Now, what happens when your application evolves and you need to introduce changes to the database? Well, you could deploy your changes and perform the DDL associated with your modifications in the production databse. Or maybe implement your own SQL script systems. In this article, let's talk about how it is possible to implement a robust versioned system of DDL migrations with Alembic and what limitations it can cause when the version history becomes very long.

Why You Should Version Your Database

A database migration file will contain the DDL instructions to bring modifications to the database data structure. It has a unique identifier, and it is linked to the previous version and the next in a linear history.

Extract of CLI command alembic history

A significant advantage of versioning your DDL changes is traceability. Indeed, all the versions should be committed to your VCS tree together with the code change, thus helping you trace back the evolutions made and the reasons why.
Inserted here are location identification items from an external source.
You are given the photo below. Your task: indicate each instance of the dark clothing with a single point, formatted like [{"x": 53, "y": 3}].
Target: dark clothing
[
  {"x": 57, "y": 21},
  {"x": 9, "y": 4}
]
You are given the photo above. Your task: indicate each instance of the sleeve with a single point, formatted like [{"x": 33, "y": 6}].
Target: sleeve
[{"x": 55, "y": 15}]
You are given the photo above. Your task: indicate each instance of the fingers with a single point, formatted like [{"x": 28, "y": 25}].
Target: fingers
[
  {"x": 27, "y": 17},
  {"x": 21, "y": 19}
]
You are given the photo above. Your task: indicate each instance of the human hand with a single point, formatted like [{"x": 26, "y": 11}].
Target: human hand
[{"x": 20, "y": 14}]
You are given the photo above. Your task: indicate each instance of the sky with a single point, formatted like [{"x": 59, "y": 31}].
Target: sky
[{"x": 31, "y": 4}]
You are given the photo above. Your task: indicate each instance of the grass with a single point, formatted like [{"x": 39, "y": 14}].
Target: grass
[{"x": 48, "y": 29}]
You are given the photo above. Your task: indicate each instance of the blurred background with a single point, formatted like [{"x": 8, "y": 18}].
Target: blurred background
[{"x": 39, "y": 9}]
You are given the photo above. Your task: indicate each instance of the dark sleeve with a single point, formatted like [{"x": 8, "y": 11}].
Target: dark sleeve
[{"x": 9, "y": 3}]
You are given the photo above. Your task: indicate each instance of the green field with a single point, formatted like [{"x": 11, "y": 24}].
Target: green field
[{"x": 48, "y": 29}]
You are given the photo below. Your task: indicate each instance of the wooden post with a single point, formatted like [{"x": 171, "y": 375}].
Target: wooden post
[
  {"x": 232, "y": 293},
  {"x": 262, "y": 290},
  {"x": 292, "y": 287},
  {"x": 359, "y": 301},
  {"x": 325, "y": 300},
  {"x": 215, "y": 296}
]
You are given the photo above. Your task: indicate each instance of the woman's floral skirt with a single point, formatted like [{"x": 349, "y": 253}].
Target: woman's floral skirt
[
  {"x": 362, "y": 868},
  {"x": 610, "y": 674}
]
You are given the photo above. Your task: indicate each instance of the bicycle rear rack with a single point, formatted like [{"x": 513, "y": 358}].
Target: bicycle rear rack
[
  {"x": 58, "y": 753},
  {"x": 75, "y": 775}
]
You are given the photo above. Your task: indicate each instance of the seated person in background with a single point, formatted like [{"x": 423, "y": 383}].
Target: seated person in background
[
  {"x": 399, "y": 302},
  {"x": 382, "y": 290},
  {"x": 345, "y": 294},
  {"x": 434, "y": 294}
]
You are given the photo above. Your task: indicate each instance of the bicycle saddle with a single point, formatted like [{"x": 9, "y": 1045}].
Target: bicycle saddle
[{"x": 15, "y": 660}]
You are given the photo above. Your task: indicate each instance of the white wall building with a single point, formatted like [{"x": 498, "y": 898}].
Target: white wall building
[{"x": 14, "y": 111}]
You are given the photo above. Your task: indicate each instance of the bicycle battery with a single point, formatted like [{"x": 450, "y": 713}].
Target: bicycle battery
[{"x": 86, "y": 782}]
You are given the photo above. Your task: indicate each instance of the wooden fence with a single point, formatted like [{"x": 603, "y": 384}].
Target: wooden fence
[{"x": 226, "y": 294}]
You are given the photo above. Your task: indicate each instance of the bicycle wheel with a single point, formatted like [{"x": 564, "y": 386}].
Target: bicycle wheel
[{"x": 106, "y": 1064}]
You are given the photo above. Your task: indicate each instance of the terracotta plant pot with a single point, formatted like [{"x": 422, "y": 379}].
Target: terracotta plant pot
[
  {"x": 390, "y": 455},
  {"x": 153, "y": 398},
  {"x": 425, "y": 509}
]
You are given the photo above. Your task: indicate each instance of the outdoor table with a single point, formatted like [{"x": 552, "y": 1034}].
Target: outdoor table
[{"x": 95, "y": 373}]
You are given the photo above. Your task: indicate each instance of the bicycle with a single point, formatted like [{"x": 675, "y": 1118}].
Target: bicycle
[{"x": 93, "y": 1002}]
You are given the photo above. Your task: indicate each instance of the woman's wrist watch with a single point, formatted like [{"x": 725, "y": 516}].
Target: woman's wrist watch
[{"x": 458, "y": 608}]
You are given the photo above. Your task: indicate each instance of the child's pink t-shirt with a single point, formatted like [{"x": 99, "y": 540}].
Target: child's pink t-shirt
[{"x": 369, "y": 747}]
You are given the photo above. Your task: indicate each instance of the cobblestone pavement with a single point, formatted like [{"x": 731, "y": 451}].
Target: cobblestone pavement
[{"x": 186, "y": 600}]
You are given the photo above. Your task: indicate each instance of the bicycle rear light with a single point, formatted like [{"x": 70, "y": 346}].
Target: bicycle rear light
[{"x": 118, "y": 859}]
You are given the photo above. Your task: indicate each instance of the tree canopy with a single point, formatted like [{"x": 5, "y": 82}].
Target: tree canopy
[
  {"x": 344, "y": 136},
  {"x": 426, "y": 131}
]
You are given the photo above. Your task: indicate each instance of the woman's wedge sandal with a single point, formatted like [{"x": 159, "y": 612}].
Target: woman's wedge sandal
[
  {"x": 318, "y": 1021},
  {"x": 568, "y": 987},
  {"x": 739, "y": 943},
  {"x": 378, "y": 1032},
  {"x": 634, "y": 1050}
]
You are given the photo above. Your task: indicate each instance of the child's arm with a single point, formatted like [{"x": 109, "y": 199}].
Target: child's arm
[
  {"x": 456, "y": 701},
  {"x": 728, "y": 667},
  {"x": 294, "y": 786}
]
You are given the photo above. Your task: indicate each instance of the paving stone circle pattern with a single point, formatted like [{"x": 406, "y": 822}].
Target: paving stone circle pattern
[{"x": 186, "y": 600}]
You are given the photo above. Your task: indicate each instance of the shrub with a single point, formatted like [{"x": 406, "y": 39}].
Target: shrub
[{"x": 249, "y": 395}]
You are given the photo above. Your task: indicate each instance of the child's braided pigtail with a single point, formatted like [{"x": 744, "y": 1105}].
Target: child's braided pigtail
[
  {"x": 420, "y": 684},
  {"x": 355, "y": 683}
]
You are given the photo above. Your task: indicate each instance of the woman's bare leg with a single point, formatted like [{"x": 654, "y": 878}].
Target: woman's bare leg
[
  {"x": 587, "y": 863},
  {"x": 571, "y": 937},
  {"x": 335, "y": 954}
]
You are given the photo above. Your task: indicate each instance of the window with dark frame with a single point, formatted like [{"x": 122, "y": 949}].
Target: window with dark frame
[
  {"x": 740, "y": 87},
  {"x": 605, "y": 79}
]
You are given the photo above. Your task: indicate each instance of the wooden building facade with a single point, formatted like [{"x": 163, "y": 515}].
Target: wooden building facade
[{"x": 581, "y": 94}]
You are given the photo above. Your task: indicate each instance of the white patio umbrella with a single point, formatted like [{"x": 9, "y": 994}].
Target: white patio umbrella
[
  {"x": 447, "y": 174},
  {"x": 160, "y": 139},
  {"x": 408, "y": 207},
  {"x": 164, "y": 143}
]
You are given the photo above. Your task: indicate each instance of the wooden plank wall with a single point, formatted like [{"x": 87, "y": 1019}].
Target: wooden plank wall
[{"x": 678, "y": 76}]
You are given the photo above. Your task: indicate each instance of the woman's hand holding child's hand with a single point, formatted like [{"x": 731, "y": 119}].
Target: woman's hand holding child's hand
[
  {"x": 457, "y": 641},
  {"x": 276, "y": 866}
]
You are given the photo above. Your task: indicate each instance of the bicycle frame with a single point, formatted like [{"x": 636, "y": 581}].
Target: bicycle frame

They are a sort of documentation of the history of your app's database!

Then, a migration will help you reproduce the desired database state. For example, if your whole database becomes corrupted or lost, and your last backup dates back three days, you will need to restore it to this available state. With your migrations, you can identify the version matching that backup, and you can catch-up with the latest version by re-running subsequent migrations from there!

Before talking about Alembic migrations, let's talk a little about automation. Indeed, since migration files are versioned and incremental, they can efficiently be run in a dedicated database upgrade step of your Continuous Deployment pipeline. Right before the application's deployment step, that new step compares the current database version and the latest version newly added to the code. Then, the database is automatically updated by running all new subsequent migrations to the current version.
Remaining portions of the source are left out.